AY: Eklemek istediğiniz bir konu var mı?
ÖZÇELİK Bu sıralar öne çıkan iki çalışma konum daha var. İlki şehir ve sokaklarımızın başıboş köpeklerin işgalinden kurtarılmasına yönelik çalışmalarımdır. Hindistan dışında gelişmiş dünya ülkelerinde asla görülmeyen büyük bir halk sağlığı ve güvenliği sorunudur başıboş köpekler. Geçtiğimiz yıl 30 dan fazla insanımızı doğrudan veya kaza yoluyla öldürdüklerini çaresizce izledik maalesef. Çocuk, engelli ve yaşlı gibi zayıf-hassas grupları evlerinde hapseden, trafik emniyetini yok eden, diğer çok sayıda hayvan türlerinin yaşamasını imkânsız kılan devasa bir soruna dönüştüler. Eksik ve yanlış kurgulanmış olan 5199 sayılı kanunun neden olduğu bir faciayla yüzleşiyoruz. Avrupa ülkelerinde yılda en fazla 1-2 bin doz insan kuduz aşısı yapma ihtiyacı olurken, ülkemizde 2022 başında alınan 1 milyon doz aşı tükendi ve şu anda aşı kıtlığı yaşıyoruz. Yılsonunda ihalesi yapılan 1,5 milyon doz aşının tedarik süreci tamamlanmadan eldeki aşılar bitti ve insanların hayatıyla adeta kumar oynuyoruz. Bir Sağlık Yönetimi doktoru olarak bu sorunun giderilmesi yönünce çalışıyorum. Yine köpekler yüzünden acı bir şekilde vefat eden 10 yaşındaki Mahra Melin Pınar’ın ailesi tarafından kurulan Güvenli Sokaklar Derneği’nin İstanbul temsilcisi olarak gönüllü faaliyetlerine katılıyorum. Başka evlatlarımızı da köpekler yüzünden kaybetmeyelim diye çabalıyorum.

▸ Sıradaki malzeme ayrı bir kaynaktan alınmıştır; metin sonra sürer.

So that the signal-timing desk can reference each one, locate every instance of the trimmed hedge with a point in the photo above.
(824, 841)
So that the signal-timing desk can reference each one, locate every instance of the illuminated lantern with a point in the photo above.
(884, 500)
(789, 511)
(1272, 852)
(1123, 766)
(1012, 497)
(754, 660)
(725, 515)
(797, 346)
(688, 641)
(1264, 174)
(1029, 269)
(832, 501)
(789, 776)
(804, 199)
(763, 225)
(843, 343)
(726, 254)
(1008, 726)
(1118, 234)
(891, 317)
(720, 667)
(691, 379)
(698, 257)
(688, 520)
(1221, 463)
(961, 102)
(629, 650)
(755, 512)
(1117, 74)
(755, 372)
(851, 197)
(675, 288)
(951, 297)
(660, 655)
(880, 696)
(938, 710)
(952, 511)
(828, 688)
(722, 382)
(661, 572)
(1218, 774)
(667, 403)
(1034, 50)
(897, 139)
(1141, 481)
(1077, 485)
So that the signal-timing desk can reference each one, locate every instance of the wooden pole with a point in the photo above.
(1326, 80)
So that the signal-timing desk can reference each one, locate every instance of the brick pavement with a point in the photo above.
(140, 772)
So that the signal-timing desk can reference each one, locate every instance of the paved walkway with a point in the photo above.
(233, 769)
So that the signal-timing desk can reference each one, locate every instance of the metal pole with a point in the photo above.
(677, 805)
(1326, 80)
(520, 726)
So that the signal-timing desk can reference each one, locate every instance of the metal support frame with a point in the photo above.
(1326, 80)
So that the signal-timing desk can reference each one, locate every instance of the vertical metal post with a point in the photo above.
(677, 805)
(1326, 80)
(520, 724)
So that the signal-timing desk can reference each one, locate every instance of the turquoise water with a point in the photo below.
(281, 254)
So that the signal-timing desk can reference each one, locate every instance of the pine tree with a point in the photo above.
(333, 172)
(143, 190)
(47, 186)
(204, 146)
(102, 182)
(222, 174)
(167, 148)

Diğer çalışma konum ise kendiliğinden gelişti. Yazılarım ve TV programlarında toplumun sorunlarına dikkat çekmeye ve çözüm yollarını önermeye gayret ederken mağdur grupların doğal sözcüsü gibi ilgi ve talepler görmeye başladım. Atanamayan öğretmenler, ücretli öğretmenler, fizyoterapist, diyetisyen, arkeolog gibi meslek grupları, kamuda işe alımlarda 35 yaşa takılanlar, yardımcı hizmetler sınıfı memurlar gibi mağdur gruplarının ve aile temelli sorun mağdurlarının seslerini duyurmaya, imkan ölçüsünde çözümler sağlatmaya çalışıyorum. Mağdurların sesi olmak, bir kişinin bile olsa mutlu sona kavuşmasına katkı sağlamak beni motive ediyor. Bu çalışmaları kendi mutluluğumun ve imkânlarımın da zekatı gibi tatlı ve kıymetli bir görev olarak hissediyorum. Elimden geldiği kadar böyle devam etmeye çalışıyorum.
AY: Toplumun sorunlarıyla ilgileniyorsunuz, bu harika… Verdiğiniz bilgiler için teşekkür ederiz….
ÖZÇELİK Bana kendimi özgürce ifade etme imkanı verdiğiniz ve yayınlamaya değer bulduğunuz için ben de çok teşekkür eder, daha güzel söyleşilerde bulunmak üzere size ve okuyucularınıza selamlarımı sunar, saygılarımı arz ederim.